110 kilómetros por hora


Estamos ya acostumbrados a que el gobierno de España nos diga como tenemos que vivir y pensar. Nosotros, borregos del corral, siempre les hacemos caso pensando quizás, que como somos borregos, debemos hacer lo que nos dice el pastor.

Ahora nos toca reducir la velocidad de nuestros coches en las autovías y autopistas. Sin duda, una medida poco efectiva para el ahorro de energía, pero especialmente lucrativa para las maltrechas arcas del estado, que con los despilfarros, las ayudas a los bancos y las corruptelas han quedado bien menguadas. Es más que un suponer, que gracias a las multas que van ha caer con la nueva prohibición, darán un notable respiro a este problema, aunque no tan claro que ahorren en la factura del petróleo.

Como saben los que entienden del tema, el consumo de un coche no depende solo de la velocidad hay otros muchos factores, como de la forma en que se conduce, el estado del motor, el coeficiente aerodinámico, y un largo etcétera. Según el gobierno, se estima en un 15% el ahorro de combustible que proporcionará esta medida. Este es el porcentaje más optimista, porque depende de a que ministro se le pregunte, puede variar. En las declaraciones que han hecho, varía desde el más alto, Rubalcaba un 15%, José Blanco (Pepiño), entre un 6 o un 12%, o Sebastián, el más sincero, 3%. Pero vamos a ver, una cosa son cuentas y otra cuentos. La mayor parte del consumo se produce en desplazamientos interurbanos y en el transporte de mercancías. Además, no todos los coches que circulan por las autopistas los hacen a 120K/h, ya que una buena parte de estos trayectos, los más frecuentados, están en zonas próximas a las ciudades, donde la velocidad se limita a 100K/h. Por otra parte, los autobuses, los camiones y otros vehículos con mayor consumo, ya tienen limitada la velocidad, y por tanto, están excluidos de estas medidas. Si tenemos en cuenta todo esto, el 15% de ahorro inicial previsto por el gobierno, se queda en miserable 2%, si llega. Sabiendo esto, yo, que soy un borrego que me hago preguntas, digo: ¿Realmente es la intención del gobierno ahorrar en la factura del petróleo?

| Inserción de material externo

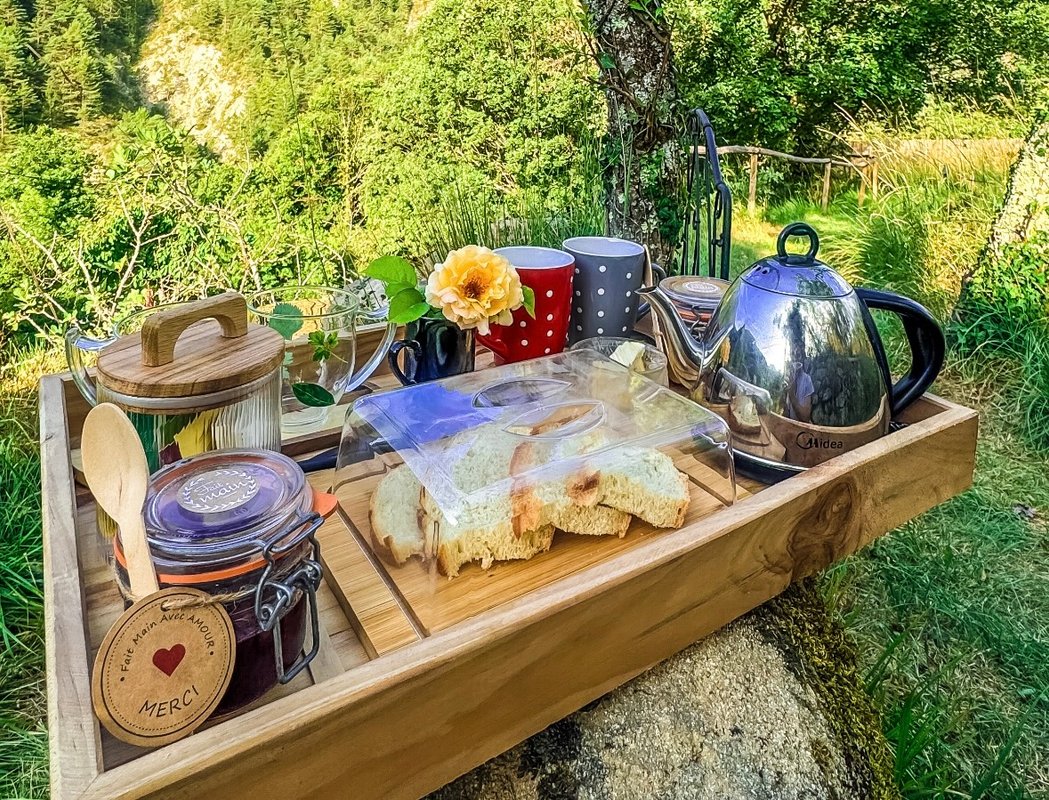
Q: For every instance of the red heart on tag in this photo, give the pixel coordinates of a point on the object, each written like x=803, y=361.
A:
x=168, y=661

Evidentemente no, es más, afirmo que el gobierno español, como todos los gobiernos del mundo y otros mamadores del sistema, pierden dinero cuando se consume menos combustible. ¿Y esto como es posible? Sencillo, por que existen los impuestos. La recaudación por los impuestos de hidrocarburos en España, como en toda Europa, sostiene una buena parte del presupuesto. Por tanto, en nada interesa que tan preciado ingreso mengüe.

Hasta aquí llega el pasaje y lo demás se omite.